The Indonesian utility company Perusahaan Listrik Negara (PLN) is set to halt new construction coal-fired power stations after 2023, but what of their current consumption? Indonesia is known to be one of the largest coal consumers, and unfortunately, the country does not have the luxury to just stop consuming coal overnight. With countries like Indonesia and India, these governments must face what must be done to meet climate targets even if they must allocate or find funding and, despite not having an agile infrastructure to make an instantaneous switch to renewables. 

What’s the alternative?

It is simple enough to demand that countries must stop building coal-fired plants and consuming coal, but there must be a replacement for the fuel and a way that countries in this predicament can fund new energy sources. Let’s not forget that the countries that depend on coal typically have consumers who must have inexpensive energy. 

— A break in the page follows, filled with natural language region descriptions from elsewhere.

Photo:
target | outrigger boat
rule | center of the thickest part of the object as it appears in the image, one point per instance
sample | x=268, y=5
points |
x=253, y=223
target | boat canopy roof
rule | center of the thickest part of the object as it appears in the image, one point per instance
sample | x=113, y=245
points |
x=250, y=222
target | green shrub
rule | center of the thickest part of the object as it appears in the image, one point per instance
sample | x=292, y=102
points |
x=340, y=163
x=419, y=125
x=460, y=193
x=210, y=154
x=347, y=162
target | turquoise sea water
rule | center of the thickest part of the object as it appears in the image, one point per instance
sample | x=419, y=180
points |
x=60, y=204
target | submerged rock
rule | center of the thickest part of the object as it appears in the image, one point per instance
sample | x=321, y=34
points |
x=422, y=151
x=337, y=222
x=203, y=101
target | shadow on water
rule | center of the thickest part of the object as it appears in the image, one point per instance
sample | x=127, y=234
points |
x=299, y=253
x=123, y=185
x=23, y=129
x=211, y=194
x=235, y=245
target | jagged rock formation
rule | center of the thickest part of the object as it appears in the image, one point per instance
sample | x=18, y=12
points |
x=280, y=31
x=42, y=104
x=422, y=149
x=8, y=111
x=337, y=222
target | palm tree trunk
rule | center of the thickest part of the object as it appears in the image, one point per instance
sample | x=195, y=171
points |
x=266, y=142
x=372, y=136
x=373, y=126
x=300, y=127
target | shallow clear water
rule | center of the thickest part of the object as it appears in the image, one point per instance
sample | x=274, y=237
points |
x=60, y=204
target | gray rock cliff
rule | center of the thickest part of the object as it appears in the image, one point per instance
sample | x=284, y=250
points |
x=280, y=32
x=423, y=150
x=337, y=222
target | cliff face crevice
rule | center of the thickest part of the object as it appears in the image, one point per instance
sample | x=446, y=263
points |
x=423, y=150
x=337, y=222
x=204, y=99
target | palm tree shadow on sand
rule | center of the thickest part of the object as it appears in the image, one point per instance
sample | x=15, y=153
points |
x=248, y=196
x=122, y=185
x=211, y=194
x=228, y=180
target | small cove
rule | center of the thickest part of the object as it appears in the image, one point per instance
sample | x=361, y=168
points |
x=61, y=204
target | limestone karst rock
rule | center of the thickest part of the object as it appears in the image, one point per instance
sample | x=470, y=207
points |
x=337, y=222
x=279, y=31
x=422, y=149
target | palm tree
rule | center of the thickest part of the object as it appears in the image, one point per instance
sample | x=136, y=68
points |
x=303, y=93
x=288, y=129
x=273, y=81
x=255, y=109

To adjust to societal attitudes and meet the terms of the Paris Agreement, governments must address the energy challenges head-on, ask for assistance if needed and uncover ways to ease the growing pains, i.e., taking steps to increase the role of RE in the power mix, replacing coal with green hydrogen or natural gas and perhaps repurposing defunct coal plants

Regardless of the tough choices countries that depend on coal must make, the banks and insurance companies have sped up the process. “At the end of the day, finance is incredibly powerful, and I’ve been waiting for this tipping point to be reached… We reached it faster than I thought we would,” Buckley from IEEFA said.